= Backstop resources =

Theory in resource economics

Backstop resources theory states that as a heavily used limited resource becomes expensive, alternative resources will become cheap by comparison, therefore making the alternatives economically viable options. In the long term, the theory implies faith that technological progress will allow backstop resources to be essentially unlimited (see also Cornucopian), and that need will cause the development of new technologies to become cost effective. This idea is supported by economist Robert Solow who claimed that four-fifths of US economic growth could be attributed to technological development (the other fifth being accounted for by expansion of labor and capital).

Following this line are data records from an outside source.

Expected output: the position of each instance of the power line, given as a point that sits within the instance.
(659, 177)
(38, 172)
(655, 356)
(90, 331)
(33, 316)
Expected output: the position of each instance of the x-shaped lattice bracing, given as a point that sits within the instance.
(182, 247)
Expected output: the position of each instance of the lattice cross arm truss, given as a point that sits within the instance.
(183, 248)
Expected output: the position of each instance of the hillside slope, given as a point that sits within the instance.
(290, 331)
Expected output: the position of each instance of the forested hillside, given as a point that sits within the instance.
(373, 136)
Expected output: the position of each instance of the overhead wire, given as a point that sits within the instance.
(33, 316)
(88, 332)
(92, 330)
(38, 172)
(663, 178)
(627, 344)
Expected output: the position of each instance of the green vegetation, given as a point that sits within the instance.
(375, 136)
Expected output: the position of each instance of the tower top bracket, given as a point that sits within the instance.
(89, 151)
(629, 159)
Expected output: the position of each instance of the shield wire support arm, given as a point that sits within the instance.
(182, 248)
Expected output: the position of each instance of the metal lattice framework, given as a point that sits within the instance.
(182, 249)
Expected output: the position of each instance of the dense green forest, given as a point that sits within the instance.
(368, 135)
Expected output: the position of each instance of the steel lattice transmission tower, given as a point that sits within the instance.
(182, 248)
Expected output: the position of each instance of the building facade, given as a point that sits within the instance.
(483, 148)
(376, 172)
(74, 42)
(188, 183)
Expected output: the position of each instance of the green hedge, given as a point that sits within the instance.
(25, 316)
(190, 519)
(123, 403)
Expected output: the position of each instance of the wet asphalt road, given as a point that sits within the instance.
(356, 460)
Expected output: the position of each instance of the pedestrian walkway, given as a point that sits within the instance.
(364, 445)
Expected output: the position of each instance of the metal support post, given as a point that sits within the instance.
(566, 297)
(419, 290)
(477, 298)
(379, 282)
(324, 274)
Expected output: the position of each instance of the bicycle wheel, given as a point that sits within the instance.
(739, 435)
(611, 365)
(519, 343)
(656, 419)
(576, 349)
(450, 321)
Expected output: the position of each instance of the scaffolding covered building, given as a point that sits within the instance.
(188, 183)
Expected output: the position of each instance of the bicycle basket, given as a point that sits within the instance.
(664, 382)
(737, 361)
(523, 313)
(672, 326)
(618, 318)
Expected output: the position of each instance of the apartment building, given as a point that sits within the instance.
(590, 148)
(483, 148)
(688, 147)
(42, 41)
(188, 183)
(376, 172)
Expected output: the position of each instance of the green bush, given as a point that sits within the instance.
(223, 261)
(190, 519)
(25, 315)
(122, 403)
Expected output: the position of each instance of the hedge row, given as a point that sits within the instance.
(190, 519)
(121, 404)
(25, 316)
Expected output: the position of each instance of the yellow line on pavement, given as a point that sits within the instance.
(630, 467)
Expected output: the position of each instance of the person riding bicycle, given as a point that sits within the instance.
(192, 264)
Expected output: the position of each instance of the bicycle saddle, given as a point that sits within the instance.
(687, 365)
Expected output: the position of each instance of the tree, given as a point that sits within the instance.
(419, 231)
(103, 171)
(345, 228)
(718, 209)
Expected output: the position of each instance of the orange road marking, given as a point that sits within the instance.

== Implications to peak oil ==
Peak Oil derives from the Hubbert peak theory, which theorizes that production of any finite resource over time will have roughly inverse curves before and after the peak of the resource's production (creating an approximately bell shaped curve). Hubbert's theory is used to predict when a resource will reach its peak of production by studying past resource discovery and production trends. Peak Oil advocates often show only crude oil production which may have set a global peak in 2005.

Backstop resource theory maintains that alternatives will be developed as they are needed.

== Historical examples ==
Cuba, during its Special Period following the collapse of the Soviet Union, increased sugar cane ethanol production to offset lost crude oil imports from the Soviet Union.

Canada is the largest single source of oil imports for the United States. As oil prices spiked following the 1979 energy crisis, Canada began significant production of oil derived from tar sands, also known as bitumen. The U.S. Department of Energy's Energy Information Administration (EIA) states that historic Canadian Tar Sand production rose from 200000 oilbbl/d in 1980 to 1100000 oilbbl/d in 2004. EIA's 2007 International Energy Outlook estimates that tar sand production will climb to 2300000 oilbbl/d in 2015 and 3.6 Moilbbl/d in 2030.

South Africa responded to anti-apartheid embargoes by switching from imported crude oil to coal liquefaction producing gasoline and diesel profitably from coal and natural gas using Fischer-Tropsch synthesis. The EIA estimates global coal-to-liquids production will climb to 600000 oilbbl/d in 2015 and 2400000 oilbbl/d in 2030.

== Criticism ==
Environmental economists and critics of globalized capitalism take issue with this theory for a number of reasons. Environmentalists disagree with Solow's conclusion about the role of technology because it neglects to consider the increases in exploitation of natural resources which may be responsible for much of the growth attributed to technology. Anti-globalists apply a similar argument, but tend to focus on exploitation of third world societies rather than the environment.

The theory also neglects to account for certain requisite properties of the resources in question and the development of necessary infrastructure. It may be possible to design a car to run on hydrogen, but widescale construction of a hydrogen infrastructure is a far more complex problem, especially in a scenario in which the major resource is already becoming scarce.